Why strong teams quietly start to drift apart.

This week’s R&R is for anyone whose team is capable — but not clicking

SEEN & NAMED

If you’ve been doing everything right and still feel like you’re holding something broken, you’re not alone.

Leaders everywhere are whispering the same thing:

“We’re all working… just not in the same direction”

“It feels like the team is operating in pieces — not as a whole.”

That’s what it feels like when a system begins to crack, not from incompetence, but from overload.

Everyone’s working hard, but no one feels fully seen.

It’s as if the music’s still playing, but the beat has splintered.

SHIFT POINT

You can't repair these fractures with another shared document or dashboard.

These aren’t efficiency problems; they’re coordination wounds. It’s what happens when capable people can’t find themselves in the motion.

They sound like this:

“My boss doesn’t see what I can really do.”

“I love the work we do here, but I’m not sure I can keep working like this.”

Cohesion doesn’t collapse all at once. It cracks where people stop being seen in the chaos.

TOOLS & PRACTICE

Teams don’t stay aligned because they share a plan; they stay aligned because they also share a sense of motion.

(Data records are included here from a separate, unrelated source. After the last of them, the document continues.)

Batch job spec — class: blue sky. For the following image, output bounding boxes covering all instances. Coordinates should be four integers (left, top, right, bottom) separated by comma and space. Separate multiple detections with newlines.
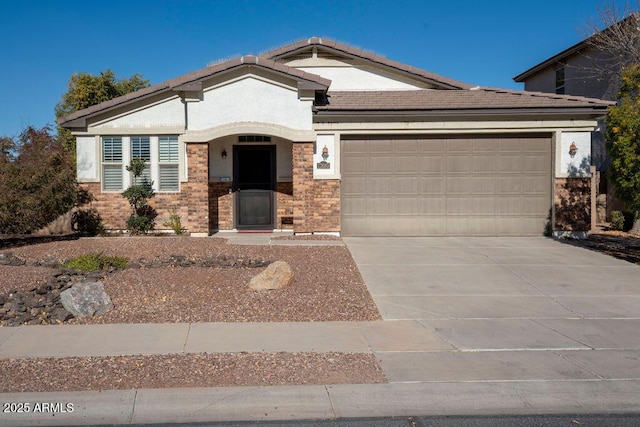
0, 0, 609, 139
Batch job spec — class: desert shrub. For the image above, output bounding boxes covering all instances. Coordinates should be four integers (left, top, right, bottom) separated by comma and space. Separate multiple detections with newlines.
610, 211, 625, 231
163, 206, 186, 235
62, 253, 128, 271
72, 208, 105, 236
0, 127, 76, 234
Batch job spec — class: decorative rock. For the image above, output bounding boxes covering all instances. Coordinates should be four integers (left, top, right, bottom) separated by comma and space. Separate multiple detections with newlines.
60, 282, 113, 318
0, 252, 25, 266
248, 261, 294, 291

People need to know how the unit moves, not just what it’s moving toward.

Most team leaders NEVER name that picture.

While a vision sets direction, teams stay coherent when leaders name how the work should move — not just where it’s going.

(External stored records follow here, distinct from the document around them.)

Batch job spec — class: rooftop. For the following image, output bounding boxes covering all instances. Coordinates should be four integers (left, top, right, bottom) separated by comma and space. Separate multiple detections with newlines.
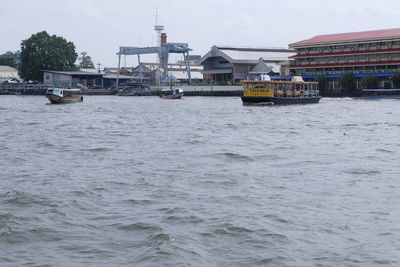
0, 66, 20, 80
199, 45, 295, 64
43, 70, 103, 76
290, 28, 400, 47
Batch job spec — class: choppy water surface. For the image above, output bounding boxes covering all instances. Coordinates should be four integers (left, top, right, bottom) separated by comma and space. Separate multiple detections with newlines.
1, 95, 400, 266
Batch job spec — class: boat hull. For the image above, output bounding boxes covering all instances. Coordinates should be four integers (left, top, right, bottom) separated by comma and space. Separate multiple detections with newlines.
241, 96, 321, 105
46, 94, 83, 104
160, 93, 183, 99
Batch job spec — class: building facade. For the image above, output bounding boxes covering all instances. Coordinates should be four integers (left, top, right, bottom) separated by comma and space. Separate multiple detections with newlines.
199, 46, 296, 84
289, 28, 400, 78
43, 71, 103, 88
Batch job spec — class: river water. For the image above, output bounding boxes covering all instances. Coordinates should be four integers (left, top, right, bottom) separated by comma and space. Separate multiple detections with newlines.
1, 95, 400, 266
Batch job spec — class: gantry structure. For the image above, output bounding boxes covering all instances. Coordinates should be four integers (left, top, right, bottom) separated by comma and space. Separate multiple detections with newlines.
116, 43, 192, 87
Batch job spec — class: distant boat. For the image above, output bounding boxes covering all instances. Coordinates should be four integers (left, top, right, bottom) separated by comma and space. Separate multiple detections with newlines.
362, 89, 400, 99
160, 74, 183, 99
160, 88, 184, 99
45, 88, 83, 104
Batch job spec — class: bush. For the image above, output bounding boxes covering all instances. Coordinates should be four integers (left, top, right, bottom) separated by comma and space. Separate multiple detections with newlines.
339, 73, 357, 96
392, 72, 400, 88
316, 75, 328, 96
384, 81, 392, 89
361, 75, 379, 89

Step 1: Make the Motion Visible

At your next team meeting, ask:

“If our team were moving as one body, what would it look like?”

Then imagine it, maybe even sketch it.

  • Are we moving like a crab walk (adaptive and side-sensing)?

  • Are we connected like a weave (interlaced and tensile)?

  • Are we bound in a human chain — every link essential, moving in sequence?

When people can see the motion — through metaphors like these or ones they create — they begin to recognize their role in the larger system.

That clarity invites alignment.

And belonging begins to return.

Step 2: Starting the Shared Mental Model Conversation

Use this script:

“Let’s name how we move as a team and not just what we do. This picture helps us see where we fit, how we rely on each other, and how to move forward as one.

LEADERSHIP REFILL

🧭 This week, replace one project update with a conversation about timing and clarify motion. How do people know when it’s their turn to move?

You can’t nurture what you haven’t named.

And you can’t rebuild cohesion until people believe they’re part of the same movement and know their role in the sequence.

Cohesion isn’t an outcome; it’s an act of attention and purposeful motion.

YOUR IDENTITY RETURN

When the team moves together again, it won’t be because they worked harder.

It’ll be because they remembered how to move — together.

Because when you help your team see the choreography of their work, you give them the clarity to move with purpose, not just pace.

Leading alongside you,

Maritza Salazar Campo, PhD

P.S. If you’re saying, “We’ll fix it later,” that later rarely comes. The silence between meetings only grows louder. Start now — one rhythm check this week can bring your team back into flow.